僕の願いに呼応するかのように、エイジアが動いた。胸部装甲が光の粒子へと変わり、それが腕に纏わりついた。手甲が二回り、大きなものへと変わった。
それだけではない、脚甲にも光がまとわりつき、一回り太くなった。同時に、両足に力が漲って来た。さっきまでの圧力も感じない。これならば、行ける!

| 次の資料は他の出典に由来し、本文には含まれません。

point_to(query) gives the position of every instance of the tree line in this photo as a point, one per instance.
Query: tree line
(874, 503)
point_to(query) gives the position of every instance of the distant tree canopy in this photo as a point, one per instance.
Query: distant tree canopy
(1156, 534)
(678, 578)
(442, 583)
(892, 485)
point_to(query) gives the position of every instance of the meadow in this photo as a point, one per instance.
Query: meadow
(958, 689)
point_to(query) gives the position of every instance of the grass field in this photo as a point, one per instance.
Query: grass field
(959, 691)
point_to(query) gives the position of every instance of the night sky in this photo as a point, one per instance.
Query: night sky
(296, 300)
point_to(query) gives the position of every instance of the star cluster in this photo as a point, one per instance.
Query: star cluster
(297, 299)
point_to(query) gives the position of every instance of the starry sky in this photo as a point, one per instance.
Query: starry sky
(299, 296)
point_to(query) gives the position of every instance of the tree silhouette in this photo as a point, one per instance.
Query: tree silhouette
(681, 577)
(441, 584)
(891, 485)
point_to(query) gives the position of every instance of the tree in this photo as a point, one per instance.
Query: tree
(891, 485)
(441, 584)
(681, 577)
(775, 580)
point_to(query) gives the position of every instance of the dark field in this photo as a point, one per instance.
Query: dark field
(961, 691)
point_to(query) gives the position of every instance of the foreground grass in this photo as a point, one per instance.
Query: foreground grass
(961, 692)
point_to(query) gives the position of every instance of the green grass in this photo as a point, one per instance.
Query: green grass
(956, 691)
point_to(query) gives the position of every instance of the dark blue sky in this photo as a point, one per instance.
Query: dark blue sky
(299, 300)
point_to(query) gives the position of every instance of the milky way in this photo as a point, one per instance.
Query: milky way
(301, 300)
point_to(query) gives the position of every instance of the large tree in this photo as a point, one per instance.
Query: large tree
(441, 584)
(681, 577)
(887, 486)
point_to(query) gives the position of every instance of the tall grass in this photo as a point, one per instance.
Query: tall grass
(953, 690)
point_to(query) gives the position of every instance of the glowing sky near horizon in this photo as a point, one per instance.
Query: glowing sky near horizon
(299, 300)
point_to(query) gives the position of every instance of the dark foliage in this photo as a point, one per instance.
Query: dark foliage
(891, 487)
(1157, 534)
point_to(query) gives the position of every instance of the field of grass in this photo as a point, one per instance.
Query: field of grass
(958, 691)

僕は大地を踏みしめた。ソリッドの腕が徐々に押し返されて行く。装甲と装甲がギリギリと軋みを上げる。両腕に力を籠め、ソリッドの腕を無理矢理振り払った!
「ナッ……! バカナァーッ!?」
悲鳴を上げるソリッドの無防備な腹に拳撃を叩き込む。強化された手甲のパワーが、ソリッドの巨体すらも押し返した。更に左を打ち込む! 右、左、右、左! ソリッドの強固な外殻が叩き割られ、その内からどす黒い液体が零れ落ちて来た。
「オレノチカラガ、ソンナバカナ!
コンナコトハ、アリエンゾォッ!」
「ブースト、クラッシュ!」
右手を振り上げる。左手の装甲が光に還元され、元の形に戻る。光は右手に収束し、更に巨大な手甲を作り上げた。僕はそれを、ソリッドに容赦なく叩きつける!

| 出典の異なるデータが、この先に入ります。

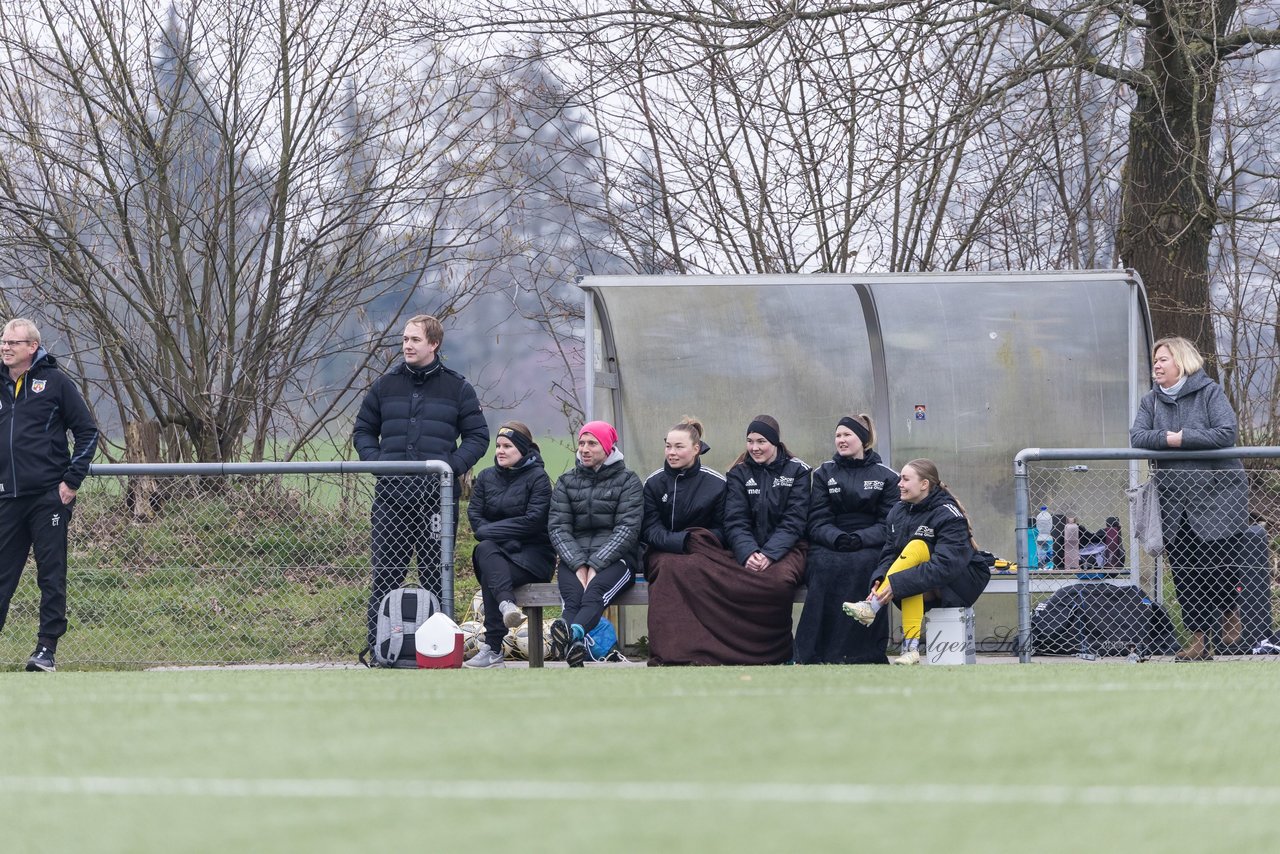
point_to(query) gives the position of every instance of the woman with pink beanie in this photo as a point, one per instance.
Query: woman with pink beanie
(595, 516)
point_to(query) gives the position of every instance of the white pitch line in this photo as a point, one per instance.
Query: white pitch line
(666, 791)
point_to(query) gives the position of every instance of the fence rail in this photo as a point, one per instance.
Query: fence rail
(218, 563)
(1214, 587)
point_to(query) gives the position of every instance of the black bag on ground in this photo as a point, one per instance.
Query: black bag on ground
(400, 615)
(1101, 619)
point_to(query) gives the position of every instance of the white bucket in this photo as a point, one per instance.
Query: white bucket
(950, 635)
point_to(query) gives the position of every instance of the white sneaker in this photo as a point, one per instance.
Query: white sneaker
(909, 657)
(485, 658)
(860, 611)
(512, 617)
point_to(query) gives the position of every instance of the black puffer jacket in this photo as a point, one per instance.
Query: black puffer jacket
(33, 424)
(851, 497)
(597, 514)
(676, 499)
(420, 414)
(766, 507)
(951, 567)
(510, 507)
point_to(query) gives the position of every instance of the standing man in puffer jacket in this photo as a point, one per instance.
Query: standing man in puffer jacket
(594, 524)
(39, 476)
(419, 410)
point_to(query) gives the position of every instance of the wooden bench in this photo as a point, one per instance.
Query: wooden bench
(535, 597)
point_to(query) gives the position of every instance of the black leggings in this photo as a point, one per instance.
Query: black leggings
(586, 607)
(1205, 576)
(499, 576)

「イヤーッ!」「グワーッ!」「イヤーッ!」「グワーッ!」
「イヤーッ!」「グワーッ!」「イヤーッ!」「グワーッ!」
「イヤーッ!」「グワーッ!」「イヤーッ!」「グワーッ!」
「イヤーッ!」「グワーッ!」「イヤーッ!」「グワーッ!」
連打を受けソリッドの体が文字通り吹き飛んだ。
肉体を完全に砕かれ、ソリッドロスペイルは爆発四散した。
「これがエイジアの新しい力……こんなものを、どうやって」
『元々エイジアは鎧を分解して、再構成するシステムやからな。
装甲厚の割り振りも自由に変えることが出来るんや。
朝凪の爺さんが残したコンセプトデータを、ウチなりに実現してみた結果や。
どや、気に入ったか? それ?』
気に入るどころではない。こ
れならジャッジメントにも対応出来るかもしれない。
「エイファさん、まだこっちでは戦闘が起こっています。
中心点はどこなんですか?」
僕の質問には、すぐに答えが来た。
サウスエンド、外殻周辺。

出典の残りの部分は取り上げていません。